Flexible fingerprint sensors can be seamlessly integrated into products, bringing game-changing capabilities to biometric applications.
Today, fingerprint scanning is a very common form of biometric authentication. There is an increased need for ultra-thin sensors that can be applied to non-flat surfaces and that can be manufactured over large areas.
Flexible sensor arrays based on organic electronics are ultra-thin, light and robust. They can be made into different form factors allowing for their integration into devices with various designs. As they are made of plastic they bring cost advantages to large area manufacturing due to the low temperature process being used and high yield. FlexEnable has developed the world’s first 500 dpi flexible fingerprint sensor on plastic. The 0.3mm thick optical sensor allows for small and large area fingerprint scanning, and can also image veins. The ability to capture both the fingerprints and the veins makes this solution unique as it provides two modes of authentication and a mode for liveness detection. The sensor is also suitable for FBI certification.
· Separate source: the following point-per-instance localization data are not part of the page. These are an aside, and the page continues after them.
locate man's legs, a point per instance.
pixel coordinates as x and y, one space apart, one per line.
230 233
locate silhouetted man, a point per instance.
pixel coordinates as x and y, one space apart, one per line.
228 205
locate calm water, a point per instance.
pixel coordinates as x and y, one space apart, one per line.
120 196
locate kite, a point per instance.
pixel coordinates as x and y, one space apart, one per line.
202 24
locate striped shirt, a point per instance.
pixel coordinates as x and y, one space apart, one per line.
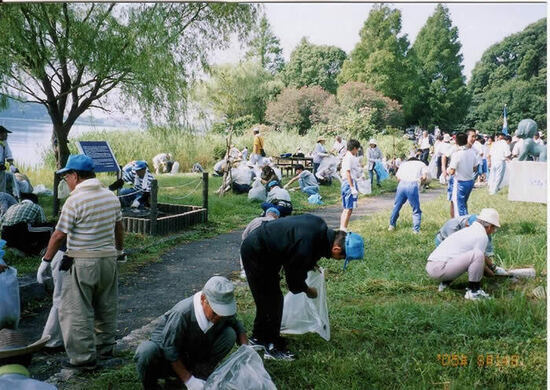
88 218
129 175
26 211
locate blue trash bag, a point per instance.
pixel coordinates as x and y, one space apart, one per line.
381 171
315 199
9 299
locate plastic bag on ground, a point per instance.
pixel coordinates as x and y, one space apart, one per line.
432 168
244 369
9 298
257 192
302 314
364 186
381 171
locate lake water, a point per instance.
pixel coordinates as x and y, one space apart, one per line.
30 138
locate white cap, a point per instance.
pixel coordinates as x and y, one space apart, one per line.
489 216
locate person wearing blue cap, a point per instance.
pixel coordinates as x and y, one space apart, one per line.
278 198
294 244
5 156
137 174
91 224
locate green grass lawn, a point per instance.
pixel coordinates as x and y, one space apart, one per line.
225 214
389 325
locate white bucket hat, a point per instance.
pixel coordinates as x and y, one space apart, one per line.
489 216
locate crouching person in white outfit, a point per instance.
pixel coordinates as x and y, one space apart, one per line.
464 251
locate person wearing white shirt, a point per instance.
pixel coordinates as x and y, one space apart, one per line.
462 166
500 152
319 153
339 147
425 147
351 170
411 174
464 251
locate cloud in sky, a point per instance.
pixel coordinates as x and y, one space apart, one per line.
479 25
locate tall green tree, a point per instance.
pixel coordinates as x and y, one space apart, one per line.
265 47
379 58
511 72
235 91
70 57
311 65
441 95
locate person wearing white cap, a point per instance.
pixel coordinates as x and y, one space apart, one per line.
319 152
15 358
192 337
464 251
374 155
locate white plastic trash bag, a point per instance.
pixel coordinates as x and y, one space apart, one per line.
244 369
302 314
432 168
364 186
257 192
9 298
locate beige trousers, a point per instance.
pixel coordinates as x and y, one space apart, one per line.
88 308
472 262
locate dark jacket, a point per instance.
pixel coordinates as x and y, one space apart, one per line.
179 336
293 243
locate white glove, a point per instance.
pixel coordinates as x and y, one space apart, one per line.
499 271
44 269
194 383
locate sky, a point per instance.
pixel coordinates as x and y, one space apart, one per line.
479 25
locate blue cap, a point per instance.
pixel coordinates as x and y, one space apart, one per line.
274 211
272 183
140 164
78 162
355 248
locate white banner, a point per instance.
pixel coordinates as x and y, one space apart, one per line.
528 181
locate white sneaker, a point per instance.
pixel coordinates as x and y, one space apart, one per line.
499 271
476 295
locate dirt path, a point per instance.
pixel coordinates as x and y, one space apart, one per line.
182 271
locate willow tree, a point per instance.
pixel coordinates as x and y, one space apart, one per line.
70 57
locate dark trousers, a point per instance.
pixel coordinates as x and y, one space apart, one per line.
151 364
424 156
30 242
264 284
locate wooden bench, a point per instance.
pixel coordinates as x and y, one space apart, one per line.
287 165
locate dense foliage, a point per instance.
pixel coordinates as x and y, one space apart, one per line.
511 72
379 58
441 96
311 64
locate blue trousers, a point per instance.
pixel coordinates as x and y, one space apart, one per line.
310 190
407 190
461 191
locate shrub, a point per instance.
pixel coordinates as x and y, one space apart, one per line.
300 108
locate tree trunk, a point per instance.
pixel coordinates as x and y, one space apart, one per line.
61 151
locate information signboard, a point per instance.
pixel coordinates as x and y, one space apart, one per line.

Applications of FlexEnable’s flexible fingerprint sensors include:
- Mobile phones
Integrating a fingerprint scanner into a smartphone without reducing the display area is challenging. Thanks to their ultra-thinness, robustness and conformability, flexible fingerprint sensors offer alternative integration approaches not possible with rigid sensors: 1) placing the flexible fingerprint sensor under the display to enable more elegant mobile phone designs, or 2) wrapping the flexible sensor around the back cover or the side of the phone thereby making it more intuitive for the user to authenticate themselves with a single hand while holding the phone. Because the sensor is plastic and flexible, it can be designed to fit the specific shape and size needed for the phone, working around other components such as the camera lens and buttons.
With the growing use of wearable devices such as smart watches, new use cases are created. For example, users may be using their wearable device to execute payments as well as accessing information. Convenience and security is key, and integrating a fingerprint sensor in the design is a viable option. As flexible sensors can be easily conformed to the wrist they can be integrated in the watchstrap.
A recent study by Frost and Sullivan projects that one in three cars will be using biometrics for identification and personalisation by 2025. As one of the most widely used biometric technologies, fingerprint sensors have the potential to become an important part of the driver’s experience. Imagine a car that can personalise the experience for the driver when he or she touches the steering wheel: it starts, or plays favourite music, or adjusts the car’s seat height. The ability for the car to know for certain who is at the wheel at all times could also have exciting opportunities for the car insurance industry.